The way I solved this issue is through deferred rendering.
The scene is first drawn into a gbuffer which hosts:
the albedo map
the depth map
the outline guide
The outline guide is what is used to generate the outline.
It is an integer number, that is different for every placement, and is different between the studs on top of the placement.

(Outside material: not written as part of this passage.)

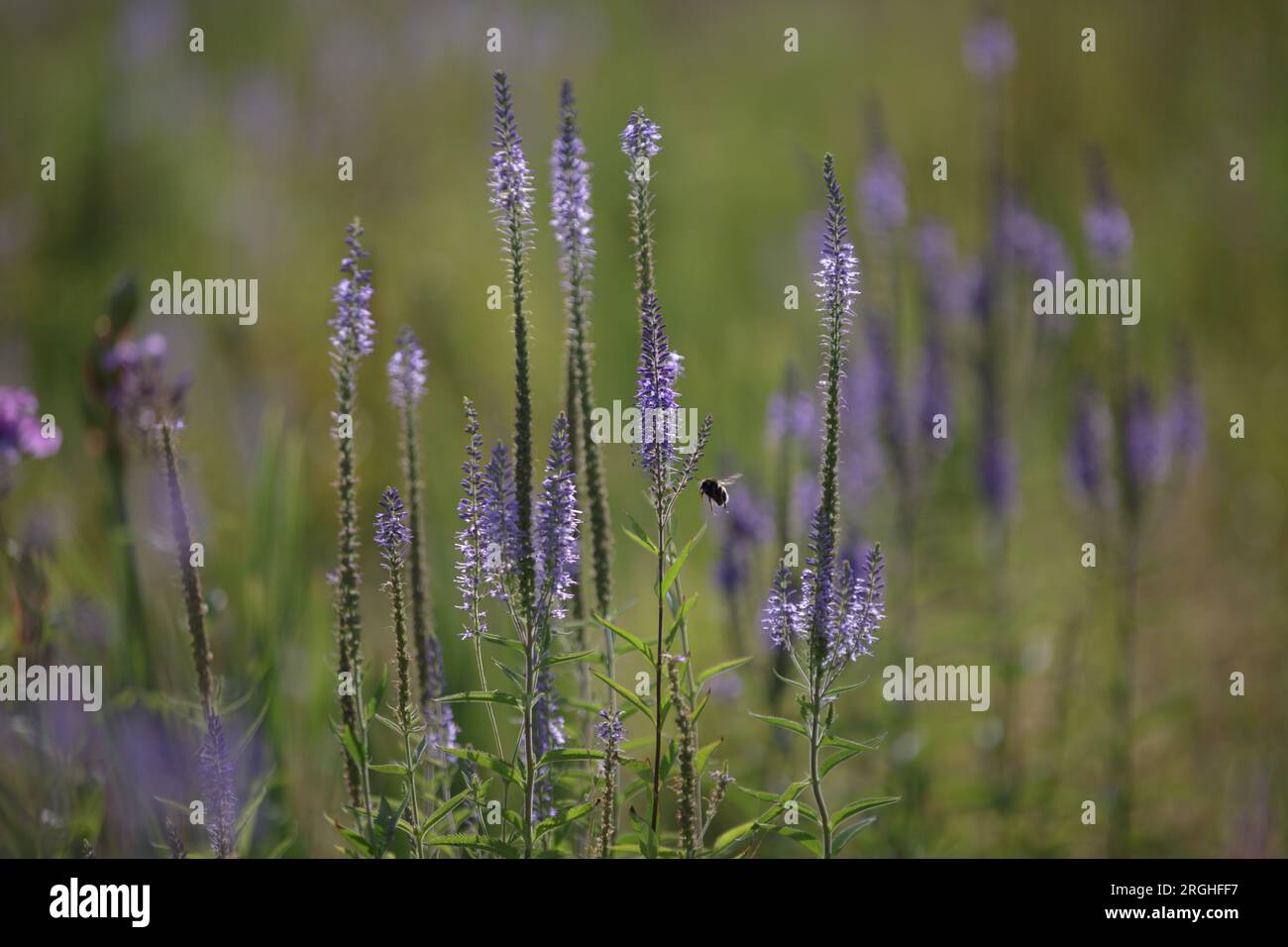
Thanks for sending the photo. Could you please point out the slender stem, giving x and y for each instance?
(815, 740)
(529, 781)
(657, 671)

When the gbuffer is ultimately drawn to screen, a convolution operation is performed: if at least one pixel within the kernel has a different outline guide, the central pixel is the outline and is set to be black.
Figure 1. Simple rendering of the LEGO construction. Different bricks are indistinguishable.Figure 2. Outline rendering.
App architecture
The app launches 2 threads, the main thread that is used for visualization (OpenGL 4.6);
and the sync thread that ensures the local software version matches the latest version,
and checks the validity of the Firebase authentication token.
Don't get inspiration from this to authenticate users in your application.
When the conversion starts, a conversion thread is launched.
This thread fires events to the main thread while the conversion is in progress.
An example of an event is slice completion,
this will trigger the generation of brick vertices,
that are then baked in a GPU vertex buffer
to progress the visualization of the LEGO construction.